49 lines
2.3 KiB
Markdown

# Zotero Paper Fetcher (Automator)
This script automates saving an academic paper (or any URL) to Zotero using the official **Zotero Connector** Google Chrome extension, driven by Playwright in Python.
## Why this approach?
Zotero Connector is a Chrome extension that provides the official, most robust way of getting high-quality metadata and full-text PDFs (if proxy or site access allows). However, standard browser automation (Headless Chrome) blocks Chrome extensions from running.
This script elegantly solves the problem by:
1. Automatically downloading the latest Zotero Connector extension.
2. Unpacking it from its `.crx` format.
3. Launching Chromium using Playwright in `--headless=new` mode (which DOES allow extensions, unlike the old headless mode) with a persistent user data directory.

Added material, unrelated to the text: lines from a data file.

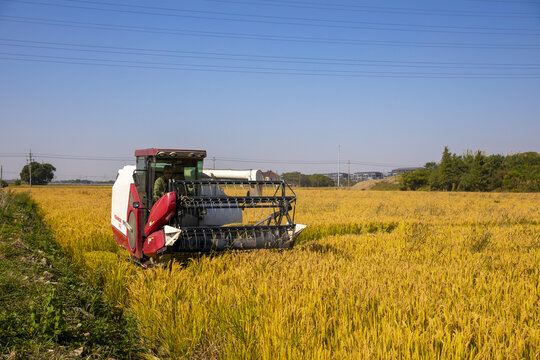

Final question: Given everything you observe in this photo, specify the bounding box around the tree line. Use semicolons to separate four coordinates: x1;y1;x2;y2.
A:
281;171;334;187
400;147;540;192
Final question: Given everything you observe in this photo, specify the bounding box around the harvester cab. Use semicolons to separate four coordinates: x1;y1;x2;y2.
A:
111;148;305;265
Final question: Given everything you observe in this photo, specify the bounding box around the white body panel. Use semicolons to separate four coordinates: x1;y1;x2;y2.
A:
111;165;135;236
200;185;242;226
203;169;263;180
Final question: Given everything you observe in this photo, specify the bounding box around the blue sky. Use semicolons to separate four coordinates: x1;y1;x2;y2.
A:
0;0;540;179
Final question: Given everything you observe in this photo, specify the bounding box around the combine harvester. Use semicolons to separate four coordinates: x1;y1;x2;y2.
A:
111;148;305;265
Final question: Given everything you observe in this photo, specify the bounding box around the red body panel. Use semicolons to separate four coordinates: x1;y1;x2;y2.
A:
111;225;129;250
126;184;143;258
144;191;176;236
143;230;165;259
135;148;206;157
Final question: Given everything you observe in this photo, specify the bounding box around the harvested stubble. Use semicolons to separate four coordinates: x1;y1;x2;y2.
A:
14;187;540;359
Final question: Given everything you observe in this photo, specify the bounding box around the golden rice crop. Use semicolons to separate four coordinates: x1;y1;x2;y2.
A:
12;186;540;359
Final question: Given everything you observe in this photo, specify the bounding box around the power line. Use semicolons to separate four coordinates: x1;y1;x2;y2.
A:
0;15;540;50
0;52;540;79
4;0;540;36
0;38;540;70
0;153;413;167
207;0;535;18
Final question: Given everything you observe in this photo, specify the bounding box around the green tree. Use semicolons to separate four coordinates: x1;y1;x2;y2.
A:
309;174;334;187
399;169;430;190
20;161;56;185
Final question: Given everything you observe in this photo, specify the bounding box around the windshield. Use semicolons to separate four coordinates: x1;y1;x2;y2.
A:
150;159;202;180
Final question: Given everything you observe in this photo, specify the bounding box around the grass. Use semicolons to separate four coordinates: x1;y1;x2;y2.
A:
10;187;540;359
0;191;145;359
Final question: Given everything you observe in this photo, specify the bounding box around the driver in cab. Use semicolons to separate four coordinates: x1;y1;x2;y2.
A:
154;165;173;201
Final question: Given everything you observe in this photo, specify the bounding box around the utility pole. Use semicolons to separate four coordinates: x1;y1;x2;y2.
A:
28;149;32;187
338;145;341;187
347;160;351;187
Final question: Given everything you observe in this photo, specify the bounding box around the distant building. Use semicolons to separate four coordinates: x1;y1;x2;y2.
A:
323;173;348;185
390;167;421;176
351;171;383;181
262;170;281;181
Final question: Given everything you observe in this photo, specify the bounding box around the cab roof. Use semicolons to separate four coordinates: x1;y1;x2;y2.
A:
135;148;206;158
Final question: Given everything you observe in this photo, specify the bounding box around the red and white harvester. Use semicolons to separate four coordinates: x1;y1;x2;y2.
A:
111;148;305;265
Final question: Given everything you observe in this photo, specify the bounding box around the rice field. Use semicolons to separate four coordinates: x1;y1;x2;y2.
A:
12;186;540;359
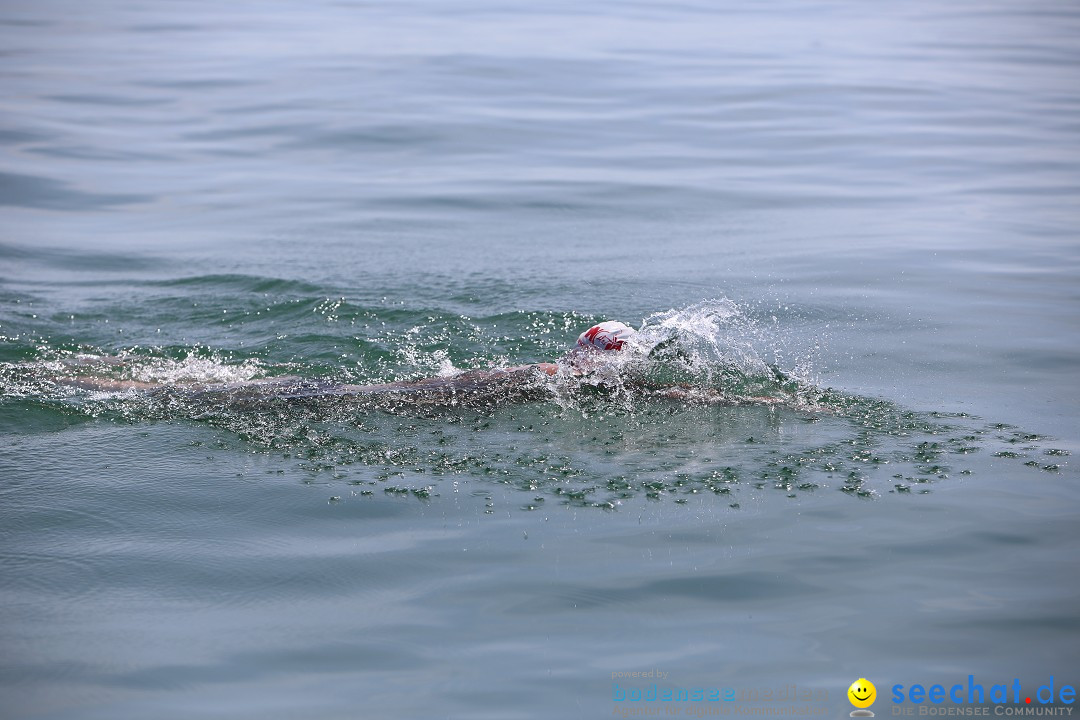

4. Auto-closing setup tabs.
5. Invoking the Zotero Connector programmatically by accessing its background service worker (`Zotero.Connector_Browser.saveWithTranslator(...)`).
## Prerequisites
1. [**uv**](https://github.com/astral-sh/uv) installed.
2. **Zotero Desktop** must be currently running on your machine (the extension communicates with the Zotero desktop app securely on port `1969`).
## Setup
First, install dependencies and set up the playwright environment using `uv`:
```bash
uv sync
uv run playwright install chromium
```
## Usage
Simply pass the URL of the paper you want to add to Zotero:
```bash
uv run zotero_automator.py "https://arxiv.org/abs/1706.03762"
```
If you want to watch the browser process visually (helpful for debugging if a site requires a captcha or login, or just to verify the extension is working), pass the `--headed` flag:
```bash
uv run zotero_automator.py "https://arxiv.org/abs/1706.03762" --headed
```
## How It Works
- **`setup_extension()`**: Locates the `EKHAGK...` identifier for the Zotero extension on the Chrome web store and downloads the raw `.crx` payload. It unpacks the contents into `./zotero_extension/`.
- **`save_to_zotero()`**: Starts an `async_playwright` session pointing to a local profile folder (`./chrome_profile/`). The extension injects its translator scripts on network idle. We find the extension's background service worker, trigger the programmatic save, and then poll `sessionProgress` until Zotero finishes downloading the PDFs and metadata.